SOME rare and threatened species are cute. Think southern brown bandicoots. Others, such as powerful owls, are impressive. Then there are the others that only a scientist could love. The tea tree fingers fungus is one of those rare species.
And Dr Sapphire McMullan-Fisher is one of those scientists. She has dedicated her career to something that very people know about, or could possibly care about if they did.
The indifference is no mystery to her. “It’s literally brown bumps on top of brown bark, smaller than a 50 cent piece,” she says, and laughs.
Small isolated populations have been found in the Western Port woodlands – Grantville, The Gurdies and Adams Creek nature conservation reserves – but in 30 years of monitoring never more than three specimens have been found at a time. They are always in small patches, isolated and threatened by human disturbance, land clearing, sand mining and fire.
In the summer of 2019, when fire roared through the Grantville bushland, it stopped just 100 metres from the only known population in that reserve. A bulldozer got to within 80 metres.
“This is the problem with rare species,” Sapphire says. “Those woodlands are so cleared you’ve got to raise awareness. Anything we have left is precious.”
“When we had shown photos of the kind of habitat where the fungus is found, people told us we should try French Island. We said we didn’t know if we would find anything but let’s give it a go.”

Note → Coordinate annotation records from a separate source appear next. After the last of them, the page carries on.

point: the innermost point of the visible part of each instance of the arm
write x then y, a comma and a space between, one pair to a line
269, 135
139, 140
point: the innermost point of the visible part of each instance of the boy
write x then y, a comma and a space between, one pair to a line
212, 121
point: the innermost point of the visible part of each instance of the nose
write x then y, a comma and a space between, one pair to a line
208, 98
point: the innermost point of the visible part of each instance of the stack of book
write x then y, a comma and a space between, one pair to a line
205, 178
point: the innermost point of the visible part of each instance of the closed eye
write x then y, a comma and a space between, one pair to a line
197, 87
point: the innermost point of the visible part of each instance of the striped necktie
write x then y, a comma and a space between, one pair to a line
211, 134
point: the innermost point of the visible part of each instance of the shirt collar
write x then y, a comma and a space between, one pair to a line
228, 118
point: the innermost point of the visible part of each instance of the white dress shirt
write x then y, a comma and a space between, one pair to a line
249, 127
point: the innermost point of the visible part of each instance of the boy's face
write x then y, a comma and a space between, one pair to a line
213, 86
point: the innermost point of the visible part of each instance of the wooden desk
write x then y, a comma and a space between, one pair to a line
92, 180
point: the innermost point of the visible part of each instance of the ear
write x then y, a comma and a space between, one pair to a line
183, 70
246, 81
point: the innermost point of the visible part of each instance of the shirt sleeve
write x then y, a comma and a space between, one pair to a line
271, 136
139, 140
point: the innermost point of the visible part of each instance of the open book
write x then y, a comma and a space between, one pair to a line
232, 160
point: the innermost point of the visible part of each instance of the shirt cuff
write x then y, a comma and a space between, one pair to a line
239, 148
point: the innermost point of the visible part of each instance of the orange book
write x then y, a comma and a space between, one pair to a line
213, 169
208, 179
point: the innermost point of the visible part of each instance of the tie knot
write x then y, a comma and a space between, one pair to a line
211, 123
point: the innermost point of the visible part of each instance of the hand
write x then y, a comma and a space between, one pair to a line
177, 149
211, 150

On their first day, 10 minutes after they started looking, at the first spot they went to, her colleague Dr Michael Amor called out: “What about this?”
And there it was. A tea-tree fungus. “Yes!” she shouted. The others thought she was joking. But they found nine fruiting fungi. Beyond their wildest dreams. And that wasn’t the end of it. During the lunch break Gardens’ horticulturist Penny Evans went exploring and found the largest-ever recorded population of the fungus, close to 100 – more than the total of all previous observations made on the mainland.
“It’s still critically endangered. Even vulnerable species become extinct … even common species.
“But there is relief. It is reassuring because they were found in a national park, it’s a large patch of bush, it’s less threatened, it’s managed for conservation.”
And it’s also the first real opportunity to study a population and work out why it’s successful.
“The problem with rare things is that you know so little about them because you don’t see them very often. You have less opportunity to understand them. Why are some populations so unhappy or not reproducing? Perhaps they are slow and steady whereas this population will perhaps be a boom and bust and in a couple of years there’ll be nothing. We don’t know.”
This weekend, Sapphire’s team and some local volunteers will return to the island. They will observe and monitor the known population, they will search for more fungi, and they will talk to residents of the island so they will be able to recognise the fungus if they see it.
With the program winding down soon, future discoveries will probably depend on citizen scientists. She encourages them to report their findings on Fungimap which also includes guides to identification.
July and August are best months for finding them because that’s when they reach their maximum size, not quite as big as a 50 cent piece.
Sapphire says people sometimes ask her why she’s so interested in the tea tree fingers fungus. “What does it actually do?”
“The answer is that we don’t know. It’s a micro parasite, a fungus that lives on a fungus that lives on tea tree. Fungi generally are important indicators of health. They’re part of the whole system.
“To me every living thing is valuable. Every time you lose a species from a system we don’t know what the consequences are, but we do know that when you lose lots of species across the board, things start to fail.”
She’s grateful for where the search for “her fungus” has taken her. “Some of those woodlands are amazing places where I get to go and look for this thing and see sundews and orchids and small birds. It’s so precious.”